Kentucky Derby winner Nyquist is rated a 3-5 odds-on pick from the third post position to keep alive his Triple Crown bid in the 1-3/16 mile race in Baltimore, having out dueled second choice Exaggerator in four previous meetings.
Exaggerator, rated a 3-1 pick from the fifth gate, closed fast to finish second 1-1/4 lengths behind Nyquist two weeks ago at Churchill Downs.
But rain forecast from dawn to dusk on Saturday could muddy the Pimlico picture with Exaggerator having proven he can handle that footing with a decisive victory in the slop at the Santa Anita Derby.
”With a horse like Nyquist I’m not overly concerned about the weather,” said trainer Doug O’Neill, after the favorite jogged twice around the one-mile Pimlico Race Course oval on Friday morning in preparation for the 141st Preakness.
“He had a good gallop yesterday and jogged two miles real composed today. He looked good.”
The Preakness has taken on the look of a two-horse race as Stradivari (8-1) and Collector (10-1) are unproven against top-flight competition while the other seven entries are rated either 20-1 or 30-1 in the early odds.
Nyquist has won eight races over five different tracks in positioning himself for a rare unbeaten run through the Triple Crown series for three-year-olds. Only Seattle Slew in 1977 has accomplished that feat.
Nyquist’s campaign follows last year’s triumph by American Pharoah, who ended a 37-year Triple Crown drought.

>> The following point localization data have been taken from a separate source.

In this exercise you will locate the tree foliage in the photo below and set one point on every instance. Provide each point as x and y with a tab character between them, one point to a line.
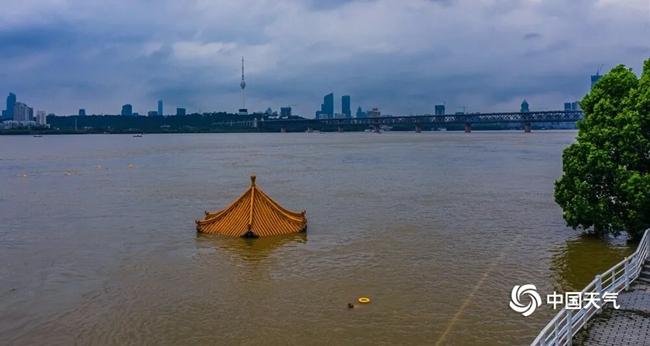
605	187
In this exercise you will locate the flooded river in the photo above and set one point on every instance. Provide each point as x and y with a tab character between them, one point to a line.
98	243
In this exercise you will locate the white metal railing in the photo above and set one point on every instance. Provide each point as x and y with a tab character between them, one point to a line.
561	329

“As far as rain or shine, we’re not going to change anything shoeing-wise. He’s going to wear the same shoes he has on, so we’re not concerned about that other than we’d like to have a beautiful day,” said O‘Neill.

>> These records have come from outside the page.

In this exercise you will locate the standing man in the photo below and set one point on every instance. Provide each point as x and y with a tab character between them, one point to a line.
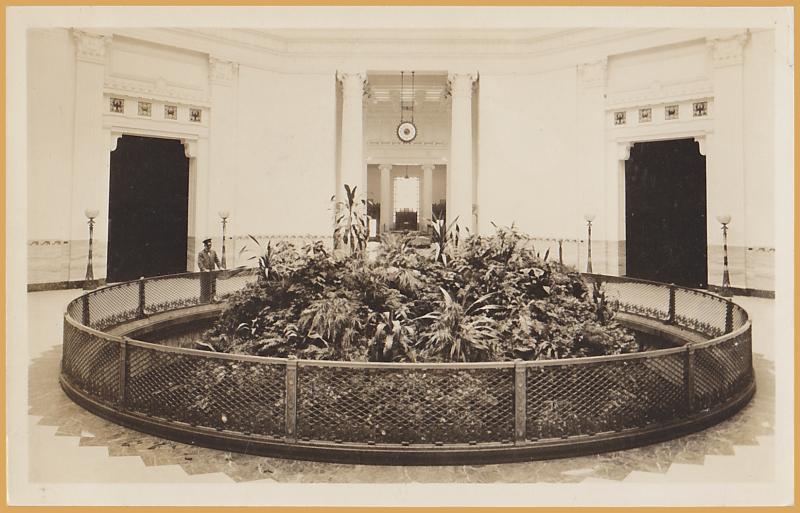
207	261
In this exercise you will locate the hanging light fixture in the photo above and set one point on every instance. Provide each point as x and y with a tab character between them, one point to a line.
406	130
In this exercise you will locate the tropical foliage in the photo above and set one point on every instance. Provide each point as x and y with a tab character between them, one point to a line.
472	298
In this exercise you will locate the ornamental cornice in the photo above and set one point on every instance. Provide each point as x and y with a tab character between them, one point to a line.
90	47
157	89
222	71
660	93
728	51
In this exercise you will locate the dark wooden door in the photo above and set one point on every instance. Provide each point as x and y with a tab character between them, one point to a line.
148	208
665	213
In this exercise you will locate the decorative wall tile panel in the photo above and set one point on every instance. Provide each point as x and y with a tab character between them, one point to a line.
145	109
117	105
671	112
700	109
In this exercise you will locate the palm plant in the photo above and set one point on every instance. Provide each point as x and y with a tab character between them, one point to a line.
445	237
461	332
351	229
392	339
334	321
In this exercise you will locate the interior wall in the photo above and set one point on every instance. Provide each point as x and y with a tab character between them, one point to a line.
286	152
51	125
527	127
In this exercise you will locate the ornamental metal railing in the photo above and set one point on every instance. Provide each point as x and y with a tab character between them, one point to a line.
400	405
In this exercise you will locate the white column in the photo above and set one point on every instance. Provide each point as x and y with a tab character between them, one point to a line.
353	166
222	143
427	196
596	194
725	174
386	197
90	160
459	169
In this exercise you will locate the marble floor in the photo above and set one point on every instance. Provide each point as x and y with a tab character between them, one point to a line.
737	450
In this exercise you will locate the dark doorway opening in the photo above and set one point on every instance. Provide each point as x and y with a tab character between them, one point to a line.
665	213
148	208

A perfect scenario as far as Exaggerator trainer Keith Desormeaux is concerned would see a heavy watering of the Pimlico track.
Two of Exaggerator’s three graded victories have come on wet tracks and he finished second in three other soggy tests.
“Where most horses haven’t run on a sloppy track or a quagmire like Santa Anita was that day, at least we know we can do it,” said Desormeaux, whose brother Kent will be in the saddle shooting for his third Preakness win.
”If you want to call that an advantage I’ll take it.”
Several of the fresh horses in the race like to run from the front and could pose a traffic problem for fast-starting Nyquist.
Japan-based Lani, who finished ninth in Louisville, is the only other entry from the 20-horse Derby field among the 11 colts that will be saddled up for the Preakness.